Ihrer Meinung nach hätte die Union von Florenz und die Hilfe des Westens Byzanz vor einem endgültigen Zusammenbruch retten können, oder war das Reich zu diesem Zeitpunkt bereits dem Untergang geweiht?

Natürlich hatte Byzanz zu diesem Zeitpunkt seine Nützlichkeit überlebt und war dem Untergang geweiht. Es ist sogar erstaunlich, wie sie bis Mitte des 15. Jahrhunderts bestehen konnte. Tatsächlich sollte das Reich am Ende des XIV. Jahrhunderts untergehen, als die osmanischen Türken Konstantinopel belagerten und beinahe eroberten. Byzanz konnte dank der Invasion Tamerlans, die 1402 den osmanischen Sultan Bayezid I. in der Schlacht von Ankara besiegte, ein weiteres halbes Jahrhundert überleben. Was den Westen betrifft, so versuchte er nach der Union von Florenz wirklich, den Griechen zu helfen. Aber der Kreuzzug gegen die osmanischen Türken, der unter der Schirmherrschaft des Vatikans versammelt war, endete mit der Niederlage der europäischen Ritter in der Schlacht von Varna im Jahr 1444.

Krimsplitter von Byzanz

Jetzt sagen wir manchmal gerne, dass der Westen Byzanz ständig betrogen und es deshalb den Türken ausgeliefert hat.

Wenn wir von den Ereignissen des 15. Jahrhunderts sprechen, ist dies keineswegs der Fall. Auf die gleiche Weise versuchten die Byzantiner, die Lateiner zu täuschen - sie waren sich ihrer List nicht nur im Westen wohl bewusst. In Russland schrieb der Chronist zu Beginn des 12. Jahrhunderts, dass "die Griechen schlau sind". Aus den Memoiren von Sylvester Syropulus geht klar hervor, dass die Byzantiner in Florenz die Union überhaupt nicht unterzeichnen wollten, ihnen aber einfach keine andere Wahl blieb.

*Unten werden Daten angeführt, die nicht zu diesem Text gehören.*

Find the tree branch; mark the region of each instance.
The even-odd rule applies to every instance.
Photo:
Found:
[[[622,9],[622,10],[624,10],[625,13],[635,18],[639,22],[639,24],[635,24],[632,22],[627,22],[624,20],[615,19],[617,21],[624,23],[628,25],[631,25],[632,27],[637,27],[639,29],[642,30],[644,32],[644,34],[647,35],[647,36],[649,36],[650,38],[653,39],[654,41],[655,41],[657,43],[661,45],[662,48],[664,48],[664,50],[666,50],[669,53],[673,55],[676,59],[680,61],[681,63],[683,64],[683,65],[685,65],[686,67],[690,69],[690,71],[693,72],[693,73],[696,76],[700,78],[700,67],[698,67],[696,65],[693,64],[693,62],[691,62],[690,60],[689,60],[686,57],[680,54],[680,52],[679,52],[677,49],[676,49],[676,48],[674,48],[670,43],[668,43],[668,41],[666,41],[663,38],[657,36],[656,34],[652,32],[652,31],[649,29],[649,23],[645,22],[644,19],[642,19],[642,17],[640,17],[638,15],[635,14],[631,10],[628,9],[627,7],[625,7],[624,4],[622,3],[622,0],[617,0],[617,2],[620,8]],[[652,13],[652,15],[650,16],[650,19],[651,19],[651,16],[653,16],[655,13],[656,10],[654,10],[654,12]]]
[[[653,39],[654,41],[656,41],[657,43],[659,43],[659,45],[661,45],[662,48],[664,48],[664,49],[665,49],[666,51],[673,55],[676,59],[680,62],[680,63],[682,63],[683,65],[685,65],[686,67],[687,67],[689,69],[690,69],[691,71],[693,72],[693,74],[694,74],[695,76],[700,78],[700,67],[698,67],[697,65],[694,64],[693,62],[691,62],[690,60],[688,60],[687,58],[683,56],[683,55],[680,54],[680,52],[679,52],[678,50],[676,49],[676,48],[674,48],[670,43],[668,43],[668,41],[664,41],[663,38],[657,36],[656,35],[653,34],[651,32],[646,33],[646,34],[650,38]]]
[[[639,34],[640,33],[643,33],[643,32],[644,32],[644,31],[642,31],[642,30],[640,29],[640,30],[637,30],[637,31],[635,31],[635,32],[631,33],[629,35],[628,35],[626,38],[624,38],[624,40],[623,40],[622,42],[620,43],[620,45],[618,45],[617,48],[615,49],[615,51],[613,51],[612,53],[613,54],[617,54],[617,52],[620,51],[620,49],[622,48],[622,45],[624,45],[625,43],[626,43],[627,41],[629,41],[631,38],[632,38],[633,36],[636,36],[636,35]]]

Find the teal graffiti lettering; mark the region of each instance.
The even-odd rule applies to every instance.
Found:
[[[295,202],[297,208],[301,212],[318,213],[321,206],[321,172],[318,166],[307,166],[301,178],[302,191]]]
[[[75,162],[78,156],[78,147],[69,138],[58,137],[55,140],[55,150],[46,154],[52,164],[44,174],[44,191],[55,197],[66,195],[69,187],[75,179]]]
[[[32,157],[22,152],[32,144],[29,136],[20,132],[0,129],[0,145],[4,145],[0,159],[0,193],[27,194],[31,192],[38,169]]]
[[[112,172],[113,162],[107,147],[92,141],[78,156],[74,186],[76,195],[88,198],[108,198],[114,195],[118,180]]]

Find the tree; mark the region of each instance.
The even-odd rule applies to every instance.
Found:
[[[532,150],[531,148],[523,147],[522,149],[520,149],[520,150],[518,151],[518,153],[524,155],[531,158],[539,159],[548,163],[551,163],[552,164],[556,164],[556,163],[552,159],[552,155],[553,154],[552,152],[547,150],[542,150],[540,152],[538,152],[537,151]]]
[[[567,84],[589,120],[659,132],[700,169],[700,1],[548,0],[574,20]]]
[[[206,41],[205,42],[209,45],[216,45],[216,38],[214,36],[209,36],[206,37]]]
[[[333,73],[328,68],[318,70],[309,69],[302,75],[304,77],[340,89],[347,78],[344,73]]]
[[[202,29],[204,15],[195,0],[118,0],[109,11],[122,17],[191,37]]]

Die unbekannte Geschichte des Kampfes zwischen Russland und dem Westen

Wenn wir von den Türken sprechen, hatten sie Mitte des 15. Jahrhunderts fast den gesamten Balkan erobert und bedrohten bereits andere europäische Länder, während Konstantinopel tief in ihrem Rücken blieb. Die einzigen Menschen, die den Byzantinern während der Belagerung von 1453 wirklich halfen, waren die Genueser. Daher halte ich solche Vorwürfe für ungerecht - leider werden sie in unserem Land sehr oft verwendet, um die Ereignisse der Vergangenheit zu politisieren.

Das Fürstentum Theodoro auf der Krim, das Byzanz um 20 Jahre überlebte, war sein letztes Fragment?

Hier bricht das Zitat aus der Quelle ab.